Partai Nasdem Jawa Timur Usulkan Pilkada 2022 dan 2023 Tetap Dilaksanakan
Partai Nasdem Jawa Timur menilai pelaksanaan Pemilu yang bersamaan dengan Pilkada di tahun 2024 kurang efektif.
Penulis: Bobby Constantine Koloway | Editor: Dwi Prastika
Laporan Wartawan TribunJatim.com, Bobby Constantine
TRIBUNJATIM.COM, SURABAYA - Partai Nasdem Jawa Timur menilai pelaksanaan Pemilu yang bersamaan dengan Pilkada di 2024 kurang efektif.
Seharusnya, Pilkada Serentak di 2022 dan di 2023 tetap dilaksanakan.
DPP melalui Fraksi Nasdem, telah mengusulkan dalam revisi UU Pemilu yang saat ini sedang dibahas.
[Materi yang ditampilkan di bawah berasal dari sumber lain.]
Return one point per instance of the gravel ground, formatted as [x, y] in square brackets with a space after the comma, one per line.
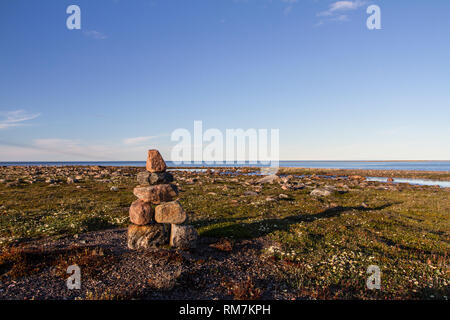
[202, 273]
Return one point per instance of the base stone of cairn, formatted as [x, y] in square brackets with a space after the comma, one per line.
[150, 224]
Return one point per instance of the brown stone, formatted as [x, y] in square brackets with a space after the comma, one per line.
[155, 162]
[141, 212]
[170, 212]
[183, 237]
[149, 236]
[157, 193]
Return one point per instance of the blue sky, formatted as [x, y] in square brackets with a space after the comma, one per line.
[137, 70]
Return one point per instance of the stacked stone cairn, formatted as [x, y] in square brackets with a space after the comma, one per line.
[157, 218]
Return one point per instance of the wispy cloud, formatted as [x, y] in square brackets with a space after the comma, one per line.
[95, 34]
[336, 11]
[15, 118]
[290, 6]
[137, 140]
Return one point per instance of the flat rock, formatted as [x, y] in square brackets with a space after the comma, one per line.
[157, 193]
[155, 162]
[149, 236]
[183, 237]
[146, 178]
[269, 179]
[170, 212]
[141, 212]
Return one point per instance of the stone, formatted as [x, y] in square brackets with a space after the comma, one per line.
[141, 212]
[157, 193]
[170, 212]
[146, 178]
[155, 162]
[269, 179]
[320, 193]
[149, 236]
[183, 237]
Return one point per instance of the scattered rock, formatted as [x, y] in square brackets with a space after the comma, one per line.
[170, 212]
[223, 245]
[183, 237]
[149, 236]
[157, 193]
[320, 193]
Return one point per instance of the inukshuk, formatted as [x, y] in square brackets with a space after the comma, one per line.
[157, 214]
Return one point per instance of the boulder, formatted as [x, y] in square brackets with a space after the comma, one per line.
[149, 236]
[141, 212]
[170, 212]
[183, 237]
[146, 178]
[157, 193]
[155, 162]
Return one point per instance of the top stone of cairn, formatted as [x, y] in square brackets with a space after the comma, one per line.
[155, 162]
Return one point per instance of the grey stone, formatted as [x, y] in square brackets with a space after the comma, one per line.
[183, 237]
[146, 178]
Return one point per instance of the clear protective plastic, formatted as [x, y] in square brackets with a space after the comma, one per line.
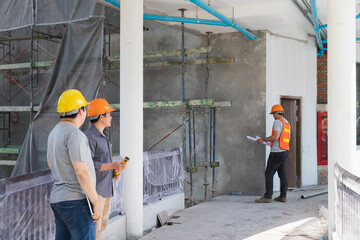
[25, 207]
[163, 173]
[347, 204]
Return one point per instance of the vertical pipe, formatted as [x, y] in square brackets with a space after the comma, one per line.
[37, 59]
[131, 112]
[31, 95]
[190, 156]
[210, 142]
[183, 86]
[194, 148]
[213, 148]
[341, 95]
[183, 55]
[104, 62]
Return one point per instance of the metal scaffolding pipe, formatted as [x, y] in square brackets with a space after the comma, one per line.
[314, 194]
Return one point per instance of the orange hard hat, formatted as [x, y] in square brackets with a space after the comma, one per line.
[98, 106]
[276, 108]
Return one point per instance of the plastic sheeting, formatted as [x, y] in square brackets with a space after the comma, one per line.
[78, 65]
[64, 11]
[16, 14]
[163, 173]
[347, 204]
[25, 207]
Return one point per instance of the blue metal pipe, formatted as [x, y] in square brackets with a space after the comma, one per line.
[194, 138]
[223, 18]
[113, 2]
[190, 155]
[175, 19]
[184, 20]
[214, 143]
[316, 28]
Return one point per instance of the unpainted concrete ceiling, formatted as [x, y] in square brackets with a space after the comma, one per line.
[277, 16]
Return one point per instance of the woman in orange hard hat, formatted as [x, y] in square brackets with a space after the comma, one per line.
[280, 139]
[99, 112]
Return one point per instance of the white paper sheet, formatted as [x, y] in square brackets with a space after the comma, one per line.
[254, 139]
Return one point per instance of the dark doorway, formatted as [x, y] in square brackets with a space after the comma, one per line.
[292, 107]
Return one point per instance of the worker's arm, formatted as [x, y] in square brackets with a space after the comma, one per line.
[117, 166]
[87, 184]
[274, 137]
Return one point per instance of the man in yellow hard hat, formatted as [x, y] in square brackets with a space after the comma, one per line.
[99, 112]
[280, 146]
[73, 199]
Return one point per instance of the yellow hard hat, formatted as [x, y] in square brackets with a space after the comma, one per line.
[69, 101]
[276, 108]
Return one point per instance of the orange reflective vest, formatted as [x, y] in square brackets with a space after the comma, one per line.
[284, 140]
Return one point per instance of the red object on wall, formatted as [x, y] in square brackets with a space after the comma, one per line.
[322, 138]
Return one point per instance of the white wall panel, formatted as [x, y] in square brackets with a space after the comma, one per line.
[291, 70]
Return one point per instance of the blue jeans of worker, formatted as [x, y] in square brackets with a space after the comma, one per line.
[73, 220]
[276, 163]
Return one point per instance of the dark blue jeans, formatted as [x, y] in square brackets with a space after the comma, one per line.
[276, 163]
[73, 220]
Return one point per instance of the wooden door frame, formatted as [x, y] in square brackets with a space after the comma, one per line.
[298, 136]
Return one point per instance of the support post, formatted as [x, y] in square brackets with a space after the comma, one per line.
[341, 94]
[131, 112]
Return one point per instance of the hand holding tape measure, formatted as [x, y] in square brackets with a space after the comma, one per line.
[124, 161]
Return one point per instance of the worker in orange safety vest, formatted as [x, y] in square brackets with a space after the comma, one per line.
[280, 146]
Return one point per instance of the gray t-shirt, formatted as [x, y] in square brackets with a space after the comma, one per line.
[277, 126]
[66, 143]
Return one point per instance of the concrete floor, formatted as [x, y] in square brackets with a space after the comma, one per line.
[239, 217]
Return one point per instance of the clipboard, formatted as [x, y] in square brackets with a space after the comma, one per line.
[254, 139]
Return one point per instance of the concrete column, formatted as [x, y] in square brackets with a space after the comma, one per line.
[341, 93]
[131, 112]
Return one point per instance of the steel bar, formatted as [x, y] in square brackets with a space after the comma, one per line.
[15, 82]
[172, 53]
[314, 194]
[190, 62]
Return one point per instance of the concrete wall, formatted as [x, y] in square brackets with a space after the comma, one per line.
[291, 71]
[241, 82]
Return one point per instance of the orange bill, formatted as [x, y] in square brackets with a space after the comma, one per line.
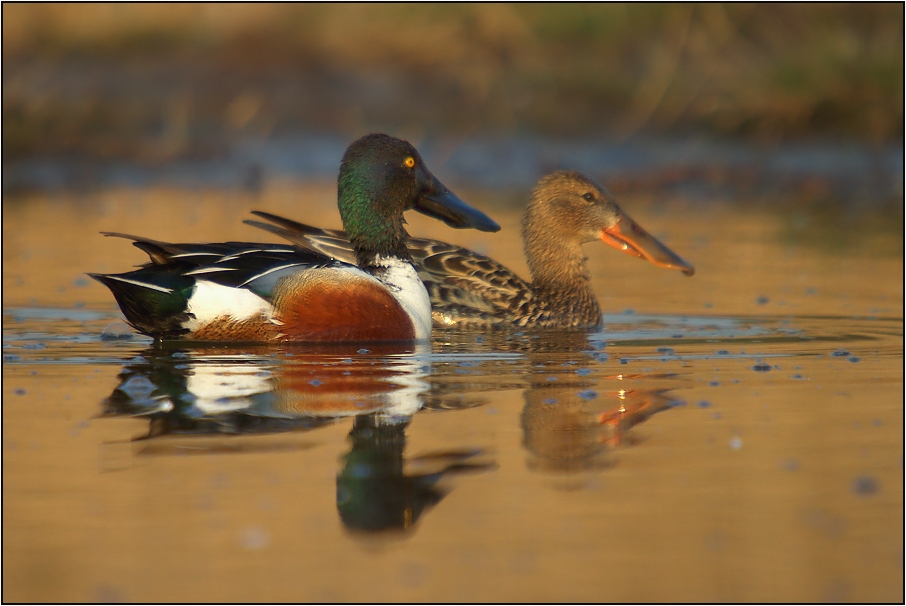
[628, 236]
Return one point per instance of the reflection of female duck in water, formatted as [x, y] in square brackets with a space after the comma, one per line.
[571, 428]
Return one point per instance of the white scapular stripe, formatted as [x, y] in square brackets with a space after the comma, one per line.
[142, 284]
[270, 271]
[208, 270]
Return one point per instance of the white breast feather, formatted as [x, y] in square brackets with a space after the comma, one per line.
[211, 301]
[403, 283]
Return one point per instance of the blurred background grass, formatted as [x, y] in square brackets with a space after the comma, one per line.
[158, 82]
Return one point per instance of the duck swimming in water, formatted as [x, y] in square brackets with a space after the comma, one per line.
[566, 210]
[244, 291]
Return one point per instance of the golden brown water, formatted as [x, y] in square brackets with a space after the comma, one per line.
[735, 436]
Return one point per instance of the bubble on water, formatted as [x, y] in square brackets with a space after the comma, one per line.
[138, 388]
[790, 464]
[117, 331]
[865, 485]
[254, 537]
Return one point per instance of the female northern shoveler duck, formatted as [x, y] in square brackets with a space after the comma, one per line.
[566, 209]
[242, 291]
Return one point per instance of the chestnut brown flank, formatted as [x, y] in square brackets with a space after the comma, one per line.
[331, 305]
[225, 328]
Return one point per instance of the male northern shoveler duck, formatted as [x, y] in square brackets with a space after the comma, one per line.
[243, 291]
[566, 210]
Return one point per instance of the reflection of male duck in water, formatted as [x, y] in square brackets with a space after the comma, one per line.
[206, 392]
[375, 493]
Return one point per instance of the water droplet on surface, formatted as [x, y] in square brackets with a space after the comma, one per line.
[865, 485]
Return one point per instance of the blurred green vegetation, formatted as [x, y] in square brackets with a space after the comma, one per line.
[154, 80]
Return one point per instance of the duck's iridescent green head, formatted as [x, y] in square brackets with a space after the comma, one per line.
[380, 178]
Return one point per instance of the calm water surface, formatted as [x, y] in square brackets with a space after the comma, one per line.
[736, 436]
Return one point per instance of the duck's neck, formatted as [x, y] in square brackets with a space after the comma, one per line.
[373, 224]
[559, 272]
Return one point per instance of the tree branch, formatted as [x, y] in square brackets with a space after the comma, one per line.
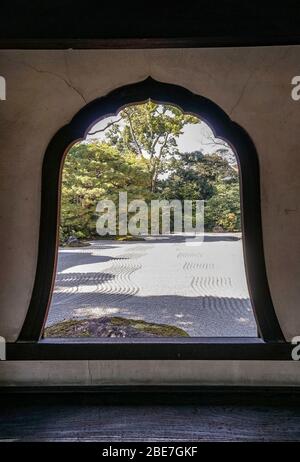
[105, 128]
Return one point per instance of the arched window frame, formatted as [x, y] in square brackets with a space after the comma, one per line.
[270, 344]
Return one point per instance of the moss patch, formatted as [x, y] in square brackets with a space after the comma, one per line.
[112, 327]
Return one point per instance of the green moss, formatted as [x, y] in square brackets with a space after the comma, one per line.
[83, 328]
[68, 328]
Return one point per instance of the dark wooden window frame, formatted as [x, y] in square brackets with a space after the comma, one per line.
[270, 345]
"Isi usulannya, agar Pilkada Serentak tak dijalankan bersamaan dengan Pemilu nasional," kata Wakil Ketua Bidang Media & Komunikasi Publik DPW Partai Nasdem Jawa Timur, Vinsensius Awey kepada TribunJatim.com, Jumat (15/1/2021).
"Artinya, Pilkada 2022 dan 2023 tetap dilaksanakan. Seperti halnya biasanya," kata Vinsensius Awey yang juga mantan Anggota DPRD Surabaya ini.
Ada sejumlah alasan yang menjadi pertimbangan Nasdem. Di antaranya, evaluasi di Pemilu 2019.
Saat itu, Pemilu nasional dijalankan serentak dengan menggabungkan pemilihan presiden, DPD, DPR RI, DPRD provinsi, dan DPRD kabupaten/kota. Hal ini ternyata menambah beban kerja penyelenggara.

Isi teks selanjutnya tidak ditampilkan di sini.